EMTs & Official Misconduct: Part 1

by | May 22, 2017 | Blog, Criminal Law, Legal Procedures, Monmouth County, Ocean County

Official MisconductIn the case of State v. Brandon T. Morrison, decided on December 14, 2016, the New Jersey Supreme Court considered whether a volunteer emergency medical technician (EMT), working for a private, non-profit rescue squad that receives municipal funding to provide service in a township, is a “public servant” under the official-misconduct statute, N.J.S.A. 2C:30-2(a). Writing for a unanimous Court, Justin Albin held that Morrison was not a public servant under the statute.
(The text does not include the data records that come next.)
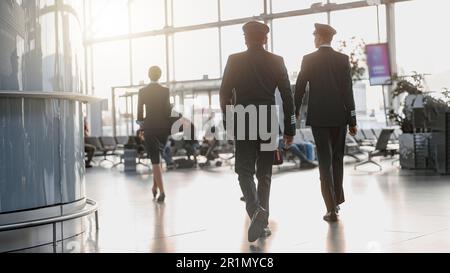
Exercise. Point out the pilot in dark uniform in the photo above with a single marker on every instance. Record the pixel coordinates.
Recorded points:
(331, 108)
(251, 79)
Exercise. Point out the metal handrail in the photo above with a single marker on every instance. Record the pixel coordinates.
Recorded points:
(55, 220)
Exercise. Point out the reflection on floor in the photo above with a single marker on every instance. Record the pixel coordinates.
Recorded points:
(392, 211)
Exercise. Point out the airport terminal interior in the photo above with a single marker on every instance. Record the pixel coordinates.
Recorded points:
(75, 173)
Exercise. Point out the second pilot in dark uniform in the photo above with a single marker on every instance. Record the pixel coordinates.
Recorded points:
(331, 108)
(251, 79)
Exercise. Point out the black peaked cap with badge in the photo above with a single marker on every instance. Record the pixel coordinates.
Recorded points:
(325, 30)
(255, 27)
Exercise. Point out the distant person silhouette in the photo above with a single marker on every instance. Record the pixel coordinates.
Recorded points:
(156, 125)
(251, 79)
(331, 108)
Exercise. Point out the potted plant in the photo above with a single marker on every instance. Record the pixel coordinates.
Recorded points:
(420, 112)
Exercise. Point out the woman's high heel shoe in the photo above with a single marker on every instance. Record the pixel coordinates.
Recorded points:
(161, 198)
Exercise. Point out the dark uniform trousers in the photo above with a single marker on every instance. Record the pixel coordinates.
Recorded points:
(330, 142)
(249, 155)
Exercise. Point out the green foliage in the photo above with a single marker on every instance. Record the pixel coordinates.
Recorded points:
(413, 85)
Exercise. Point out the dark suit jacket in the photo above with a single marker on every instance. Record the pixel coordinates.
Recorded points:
(252, 77)
(156, 99)
(331, 102)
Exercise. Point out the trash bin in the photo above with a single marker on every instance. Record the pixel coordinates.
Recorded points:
(129, 159)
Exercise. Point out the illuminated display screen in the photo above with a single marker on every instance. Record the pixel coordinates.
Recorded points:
(379, 64)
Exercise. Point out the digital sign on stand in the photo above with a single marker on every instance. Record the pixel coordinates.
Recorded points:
(379, 64)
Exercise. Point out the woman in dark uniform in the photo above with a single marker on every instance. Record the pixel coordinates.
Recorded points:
(156, 125)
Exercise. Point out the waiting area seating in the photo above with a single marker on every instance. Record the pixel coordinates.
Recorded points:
(368, 143)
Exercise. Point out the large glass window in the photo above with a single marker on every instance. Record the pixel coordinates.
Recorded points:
(360, 23)
(148, 52)
(111, 67)
(232, 42)
(147, 15)
(197, 54)
(293, 39)
(109, 18)
(423, 40)
(247, 8)
(194, 12)
(288, 5)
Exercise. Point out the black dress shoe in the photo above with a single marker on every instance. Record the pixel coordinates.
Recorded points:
(267, 232)
(259, 222)
(308, 165)
(338, 209)
(161, 198)
(331, 217)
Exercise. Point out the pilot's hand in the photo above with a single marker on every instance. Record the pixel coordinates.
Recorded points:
(353, 130)
(288, 140)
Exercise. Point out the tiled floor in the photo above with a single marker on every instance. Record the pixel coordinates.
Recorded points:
(392, 211)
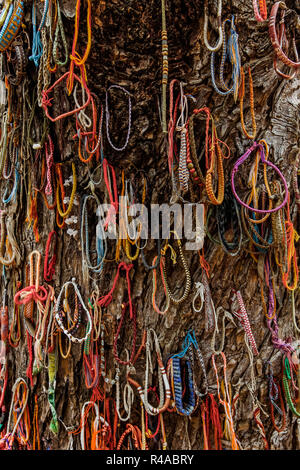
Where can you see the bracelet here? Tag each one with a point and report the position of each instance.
(260, 12)
(11, 25)
(118, 149)
(273, 34)
(58, 319)
(47, 102)
(266, 162)
(220, 40)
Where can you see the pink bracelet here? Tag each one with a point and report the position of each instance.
(267, 162)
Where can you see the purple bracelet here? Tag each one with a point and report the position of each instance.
(263, 159)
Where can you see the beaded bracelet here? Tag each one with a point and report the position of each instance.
(226, 212)
(260, 12)
(189, 407)
(273, 34)
(266, 162)
(219, 15)
(58, 319)
(11, 25)
(118, 149)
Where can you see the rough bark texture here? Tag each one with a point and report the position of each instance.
(126, 50)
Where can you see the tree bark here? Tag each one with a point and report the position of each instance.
(126, 50)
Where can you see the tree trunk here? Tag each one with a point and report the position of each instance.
(126, 50)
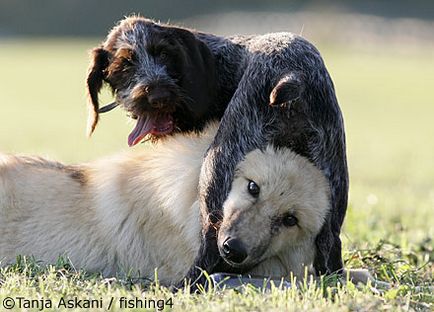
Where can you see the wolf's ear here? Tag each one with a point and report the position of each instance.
(95, 78)
(288, 89)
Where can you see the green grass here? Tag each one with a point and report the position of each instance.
(387, 98)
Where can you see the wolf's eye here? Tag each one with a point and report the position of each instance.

In 2011, the Pemberton Rescue Squad was a private, non-profit organization that contracted with Pemberton Township to provide back-up emergency ambulance services for that municipality. Defendant Brandon Morrison served as a volunteer EMT on the Squad and as the Squad’s treasurer. The Lourdes Health System supplied primary and secondary emergency medical services for the Township. As treasurer, Morrison maintained the Squad’s checkbook but did not have authority to expend funds without the Squad’s approval.

At a Squad meeting in October 2011, the treasurer’s report revealed that the Squad’s checking account had a significant and unexplained shortage. When challenged, Morrison admitted to making unauthorized purchases, but claimed he did so for the benefit of the Squad. Morrison was suspended from his duties, and an investigation revealed that he had fraudulently signed forty-two checks for expenditures totaling $20,429.79. Some of the checks reflected potentially legitimate purchases, but an audit conducted by the Burlington County Prosecutor’s Office revealed that Morrison made purchases using Squad funds in the amount of $5,345.82 that had no justifiable basis.

Morrison was indicted on charges of third-degree theft by deception, third-degree theft by computer, third-degree wrongful impersonation, third-degree misapplication of entrusted property, and second-degree official misconduct. The trial court granted Morrison’s motion to dismiss the official-misconduct charge, holding that a volunteer EMT, who is part of a private first-aid squad that has contracted to provide services in a municipality, is not a “public servant” under N.J.S.A. 2C:30-2(a).

The Appellate Division granted the State’s motion for leave to appeal, and a divided three-member panel affirmed the judgment of the trial court in a per curiam opinion. It is strange that Judges Smonelli and Leone would issue a per curiam opinion in a case in which Judge Guadagno issued a dissenting opinion. By definition, “per curiam” opinions are supposed to involve such a straightforward application of the law and obvious conclusion that there is no need for an individual judge’s analysis. Here, the conclusion was not obvious since one judge disagreed with the other two.

The majority held that the Pemberton Rescue Squad was not exercising a governmental function sufficient “to make it the equivalent of the government in the Township.” The majority suggested, however, that a volunteer rescue squad that is the sole or predominant provider of emergency medical services in a municipality may be performing a sufficiently exclusive governmental function to make its members public servants under the official-misconduct statute. The dissenting panelist expressed the view that, because Morrison performed a governmental function, he could be charged with official misconduct.